On GPUs with 48GB VRAM like NVIDIA L40S, you may want to use the 70b model of Deepseek, i.e. |
Port forwarding
The login nodes of course have externally visible IP addresses, e.g. bwunicluster.scc.kit.edu
which get to resolved to one of the multiple login nodes.
Using the Secure shell ssh
one may forward a port from the login node to the compute node.
Of course, You may want to locally on Your laptop. Open another terminal and start the Secure shell using the port forwarding:
ssh -L 11434:uc2n520:11434 USERNAME@bwunicluster.scc.kit.edu Your OTP: 123456 Password:
You may check using whether this worked using Your local browser on Your Laptop:
Local programming
Now that You made sure You have access to the compute nodes GPU, you may develop on your local system:
python -m venv ollama_test source ollama_test/bin/activate python -m pip install ollama export OLLAMA_HOST=localhost
and call python
to run the following code:
import ollama response = ollama.chat(model='deepseek-r1', messages=[ { 'role': 'user', 'content': 'why is the sky blue?'},]) print(response)
You should now see DeepSeek's response regarding Rayleigh Scattering.

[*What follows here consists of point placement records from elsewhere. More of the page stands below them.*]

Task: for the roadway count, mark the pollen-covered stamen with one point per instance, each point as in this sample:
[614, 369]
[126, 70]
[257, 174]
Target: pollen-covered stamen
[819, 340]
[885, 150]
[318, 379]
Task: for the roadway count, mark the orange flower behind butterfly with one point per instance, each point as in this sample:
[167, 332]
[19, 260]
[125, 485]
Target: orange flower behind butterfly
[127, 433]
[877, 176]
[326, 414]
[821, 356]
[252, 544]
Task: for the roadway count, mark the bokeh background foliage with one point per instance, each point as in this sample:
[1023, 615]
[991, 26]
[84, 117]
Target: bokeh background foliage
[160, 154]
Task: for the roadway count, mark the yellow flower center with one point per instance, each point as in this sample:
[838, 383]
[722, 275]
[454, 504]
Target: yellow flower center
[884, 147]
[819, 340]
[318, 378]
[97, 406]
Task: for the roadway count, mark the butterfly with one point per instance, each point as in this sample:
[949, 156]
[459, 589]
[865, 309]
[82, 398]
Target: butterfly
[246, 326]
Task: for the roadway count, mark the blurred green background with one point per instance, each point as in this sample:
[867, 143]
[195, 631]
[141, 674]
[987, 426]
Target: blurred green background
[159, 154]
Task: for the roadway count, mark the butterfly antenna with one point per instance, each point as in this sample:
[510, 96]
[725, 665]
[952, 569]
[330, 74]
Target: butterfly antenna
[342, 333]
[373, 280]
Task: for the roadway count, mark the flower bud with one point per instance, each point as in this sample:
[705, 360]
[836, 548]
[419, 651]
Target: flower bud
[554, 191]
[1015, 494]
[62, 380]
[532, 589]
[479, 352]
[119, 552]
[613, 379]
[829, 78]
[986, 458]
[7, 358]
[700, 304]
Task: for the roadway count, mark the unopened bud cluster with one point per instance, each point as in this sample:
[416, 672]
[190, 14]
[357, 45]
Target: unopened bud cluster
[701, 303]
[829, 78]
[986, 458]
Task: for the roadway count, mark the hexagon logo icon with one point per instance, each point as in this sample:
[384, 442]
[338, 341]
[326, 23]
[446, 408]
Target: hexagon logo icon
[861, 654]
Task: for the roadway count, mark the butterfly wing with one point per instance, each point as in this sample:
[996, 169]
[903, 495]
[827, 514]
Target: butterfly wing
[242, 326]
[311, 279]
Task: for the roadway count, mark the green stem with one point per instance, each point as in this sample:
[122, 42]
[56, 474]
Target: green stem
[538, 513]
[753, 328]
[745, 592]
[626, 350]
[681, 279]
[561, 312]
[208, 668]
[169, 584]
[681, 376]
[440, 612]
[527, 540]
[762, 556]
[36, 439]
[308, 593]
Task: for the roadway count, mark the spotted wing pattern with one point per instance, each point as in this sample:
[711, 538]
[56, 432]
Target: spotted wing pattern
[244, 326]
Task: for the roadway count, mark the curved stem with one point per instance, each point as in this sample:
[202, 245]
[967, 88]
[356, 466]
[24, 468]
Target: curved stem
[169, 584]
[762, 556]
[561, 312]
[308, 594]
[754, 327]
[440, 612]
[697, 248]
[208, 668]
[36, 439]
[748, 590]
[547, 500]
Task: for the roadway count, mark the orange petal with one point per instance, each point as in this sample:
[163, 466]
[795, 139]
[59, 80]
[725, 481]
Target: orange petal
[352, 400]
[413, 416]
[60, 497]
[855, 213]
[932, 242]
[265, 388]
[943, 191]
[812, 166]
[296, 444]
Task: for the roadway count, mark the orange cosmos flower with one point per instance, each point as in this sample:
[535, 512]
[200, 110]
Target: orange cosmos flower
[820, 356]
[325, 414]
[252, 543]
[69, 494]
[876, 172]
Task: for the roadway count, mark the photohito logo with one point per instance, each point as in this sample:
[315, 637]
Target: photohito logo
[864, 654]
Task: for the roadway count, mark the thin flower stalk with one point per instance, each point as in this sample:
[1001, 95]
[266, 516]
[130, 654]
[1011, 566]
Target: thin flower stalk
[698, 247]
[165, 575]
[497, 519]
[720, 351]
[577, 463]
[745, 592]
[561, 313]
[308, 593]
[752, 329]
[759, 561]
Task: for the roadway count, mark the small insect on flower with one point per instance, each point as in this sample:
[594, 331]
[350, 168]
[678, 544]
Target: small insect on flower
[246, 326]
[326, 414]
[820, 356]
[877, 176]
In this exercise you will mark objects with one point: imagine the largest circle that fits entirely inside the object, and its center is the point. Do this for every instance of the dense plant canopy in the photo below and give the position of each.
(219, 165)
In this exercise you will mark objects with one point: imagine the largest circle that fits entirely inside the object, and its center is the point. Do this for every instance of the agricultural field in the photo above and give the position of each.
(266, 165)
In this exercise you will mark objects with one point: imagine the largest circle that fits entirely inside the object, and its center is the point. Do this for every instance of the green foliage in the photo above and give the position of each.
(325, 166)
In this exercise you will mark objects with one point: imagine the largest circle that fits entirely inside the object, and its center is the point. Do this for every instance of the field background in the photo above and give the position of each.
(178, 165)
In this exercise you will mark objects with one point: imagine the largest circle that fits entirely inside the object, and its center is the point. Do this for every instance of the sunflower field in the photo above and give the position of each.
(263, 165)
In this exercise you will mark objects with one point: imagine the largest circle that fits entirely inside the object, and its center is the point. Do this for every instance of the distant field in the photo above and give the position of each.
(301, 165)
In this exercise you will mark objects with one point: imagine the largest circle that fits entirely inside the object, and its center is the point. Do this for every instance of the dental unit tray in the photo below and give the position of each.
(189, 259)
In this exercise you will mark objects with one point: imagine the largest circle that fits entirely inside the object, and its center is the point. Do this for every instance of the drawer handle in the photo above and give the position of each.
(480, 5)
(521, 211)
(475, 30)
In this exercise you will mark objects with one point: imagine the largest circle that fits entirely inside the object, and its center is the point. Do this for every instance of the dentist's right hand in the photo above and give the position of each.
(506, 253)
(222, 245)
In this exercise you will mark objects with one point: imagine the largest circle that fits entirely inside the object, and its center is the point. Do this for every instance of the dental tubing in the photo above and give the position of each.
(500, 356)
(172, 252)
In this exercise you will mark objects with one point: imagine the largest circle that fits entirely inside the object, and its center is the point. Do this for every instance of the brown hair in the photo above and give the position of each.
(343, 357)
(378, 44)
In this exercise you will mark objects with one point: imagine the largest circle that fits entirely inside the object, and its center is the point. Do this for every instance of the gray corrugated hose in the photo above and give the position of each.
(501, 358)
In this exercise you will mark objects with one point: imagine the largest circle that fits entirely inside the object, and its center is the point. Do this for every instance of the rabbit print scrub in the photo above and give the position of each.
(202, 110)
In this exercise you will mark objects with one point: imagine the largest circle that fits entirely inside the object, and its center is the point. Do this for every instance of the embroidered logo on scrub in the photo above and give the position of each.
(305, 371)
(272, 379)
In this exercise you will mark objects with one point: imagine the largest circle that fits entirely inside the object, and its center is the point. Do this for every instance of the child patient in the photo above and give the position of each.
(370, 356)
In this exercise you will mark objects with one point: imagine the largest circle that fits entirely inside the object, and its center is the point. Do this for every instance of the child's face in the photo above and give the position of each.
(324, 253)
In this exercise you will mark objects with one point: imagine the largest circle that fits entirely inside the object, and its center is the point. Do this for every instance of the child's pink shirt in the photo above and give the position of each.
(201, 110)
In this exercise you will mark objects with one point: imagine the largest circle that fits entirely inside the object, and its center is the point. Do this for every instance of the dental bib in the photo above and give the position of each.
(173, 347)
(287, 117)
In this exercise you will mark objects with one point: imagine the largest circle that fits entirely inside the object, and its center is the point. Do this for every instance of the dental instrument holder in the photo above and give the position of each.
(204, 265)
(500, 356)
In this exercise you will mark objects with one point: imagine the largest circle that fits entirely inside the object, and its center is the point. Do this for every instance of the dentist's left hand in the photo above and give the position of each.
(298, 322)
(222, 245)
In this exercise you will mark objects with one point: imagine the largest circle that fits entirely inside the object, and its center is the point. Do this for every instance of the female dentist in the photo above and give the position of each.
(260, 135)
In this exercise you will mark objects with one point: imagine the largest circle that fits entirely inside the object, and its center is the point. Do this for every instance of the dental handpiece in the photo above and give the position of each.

On the compute node, You will see the computation:
Enjoy!
Best Practice
Running interactively is generally not a good idea, especially not with very large models. Better submit Your job with mail notification, here file ollama.slurm
:
#!/bin/bash #SBATCH --partition=gpu_h100 # bwUniCluster3, for DACHS: gpu8 #SBATCH --gres=gpu:h100:4 # bwUniCluster3, for DACHS: gpu:h100:8 #SBATCH --ntasks-per-node=96 # considering bwUniCluster3 AMD EPYC9454, same on DACHS #SBATCH --mem=500G # considering bwUniCluster3 768GB, enough on DACHS #SBATCH --time=2:00:00 # Please be courteous to other users #SBATCH --mail-type=BEGIN # Email when the job starts #SBATCH --mail-user=my@mail.de # Your email address module load cs/ollama # Load the the export OLLAMA_HOST=0.0.0.0 # Serve on global interface export OLLAMA_KEEP_ALIVE=-1 # Do not unload model (default is 5 minutes) ollama serve
After starting the SSH for portforwarding or on the login-node after setting export OLLAMA_HOST=
to the allocated node (see output of squeue
):
ollama run deepseek-r1:671b >>> /? # Shows the help >>> /? shortcuts # Shows the keyboard shortcuts >>> /show # Show information regarding model, prompt >>> What is log(e)? # Returns explanation of logarithm under the assumption of base 10 and the natural logarithm including LaTeX Math notation.